Can someone please help me solve this?
$$\cos^{2}{\theta}-\sin{\theta} = 1, \quad\theta\in[0^{\circ}, 360^{\circ}]$$
Can someone please help me solve this?
$$\cos^{2}{\theta}-\sin{\theta} = 1, \quad\theta\in[0^{\circ}, 360^{\circ}]$$
Notice, we have
$$\cos^2\theta-\sin\theta=1$$ $$1-\sin^2\theta-\sin\theta=1$$ $$-\sin^2\theta-\sin\theta=0$$ $$\sin^2\theta+\sin\theta=0$$ $$\sin\theta(\sin\theta+1)=0$$ $$\sin\theta=0\iff \theta=n(180^\circ)$$ Where, $n$ is any integer.
But for the given interval $[0^\circ, 360^\circ]$, substituting $n=0, 1, 2$, we get
$$ \theta=0^\circ, 180^\circ, 360^\circ$$ Now, $$\sin\theta+1=0$$ $$\sin\theta=-1\iff \theta=2n(180^\circ)-90^\circ$$ But for given interval $[0^\circ, 360^\circ]$, substituting $n=1$ we get
$$\theta= 270^\circ$$ Hence, we have $$\color{red}{\theta}=\left\{\color{blue}{0^\circ, 180^\circ, 270^\circ, 360^\circ} \right\}$$
$\cos^{2}(\theta) - \sin(\theta) = \cos^{2}(\theta) + \sin^{2}(\theta)$, (using Pythagorean Identity)

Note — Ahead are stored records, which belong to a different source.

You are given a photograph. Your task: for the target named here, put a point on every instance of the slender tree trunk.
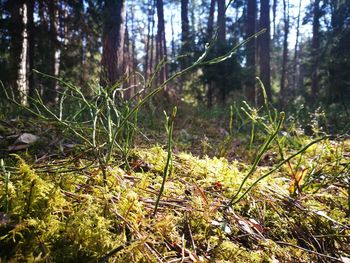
(50, 93)
(161, 42)
(133, 47)
(113, 41)
(31, 47)
(315, 48)
(285, 51)
(185, 33)
(265, 72)
(251, 52)
(210, 26)
(221, 20)
(22, 75)
(149, 39)
(296, 53)
(274, 9)
(210, 30)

$\sin^{2}(\theta) + \sin(\theta) = 0$,
let $x = \sin(\theta)$
$x^{2}+ x = 0$
$x=\frac{-1 \pm \sqrt{1^{2}- 4(1)(0)}}{2}$, (Quadratic Formula)
$x = 0$, $x = -1$
substitute $\sin(\theta)$ back in and solve
$0 = \sin(\theta) \Rightarrow \theta = 0^{\circ},180^{\circ},360^{\circ}$
$-1 = \sin(\theta) \Rightarrow \theta = -270^{\circ}$
$\theta = \{0^{\circ},180^{\circ},270^{\circ},360^{\circ}\}$.